In my experience, the top three most heinous things I’ve done in terms of exercise are:

  1. 400m all out sprint
  2. 2000m C2 erg time trial
  3. 20 rep squat

The last 100m of the 400m sprint, I literally could not feel my legs or arms. Good times.

I have been running barefoot on the beach 400 m sprints for almost a year now. I am 6’5’', 205, 51 with no real running experience. I started out running the 400 in about 75-78 seconds. Now I break a minute most times and have run 57-58 quite a few times. I usually rest about 3-4 minutes in-between.
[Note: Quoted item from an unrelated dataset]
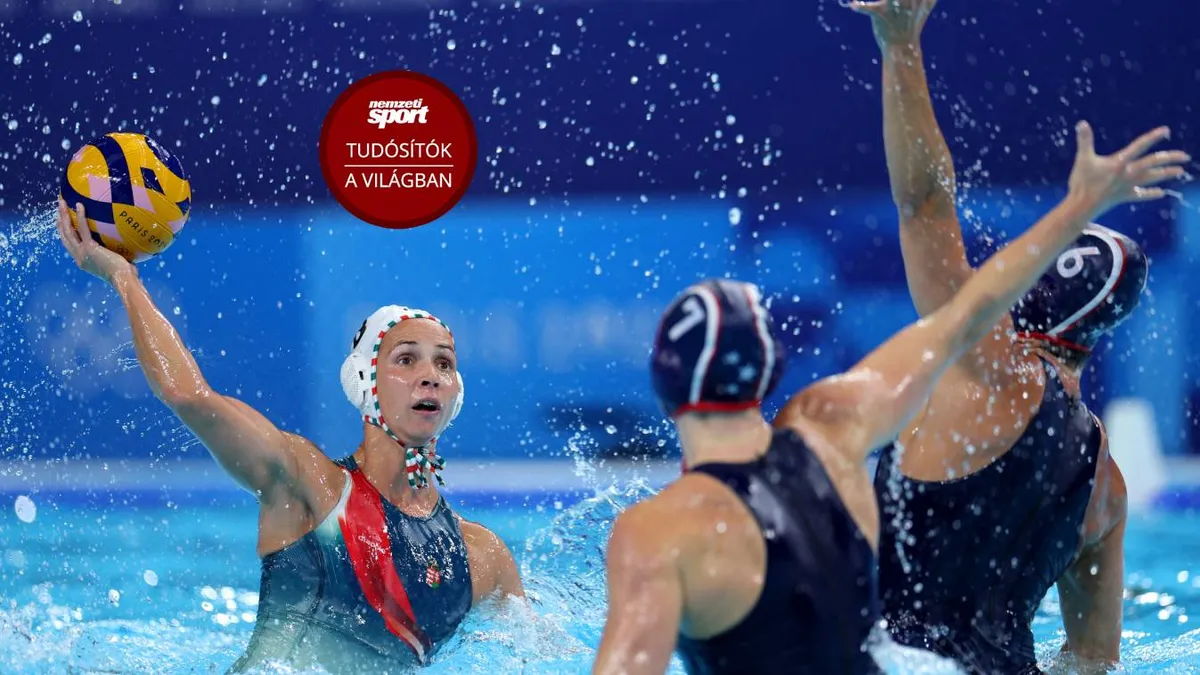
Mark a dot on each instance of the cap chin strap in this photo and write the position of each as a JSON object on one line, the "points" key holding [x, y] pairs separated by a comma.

It shreds me and I need to eat more to keep weight on. I run a reverse pyramid based on my on practice and studies with extreme training that also does not stress the CNS.

The most unsuspected part though has been how much more open my lower back, hamstrings and upper back have become since sprinting. But there were lots of weird aches and pains all over my lower body until I figured out how to sprint effectively.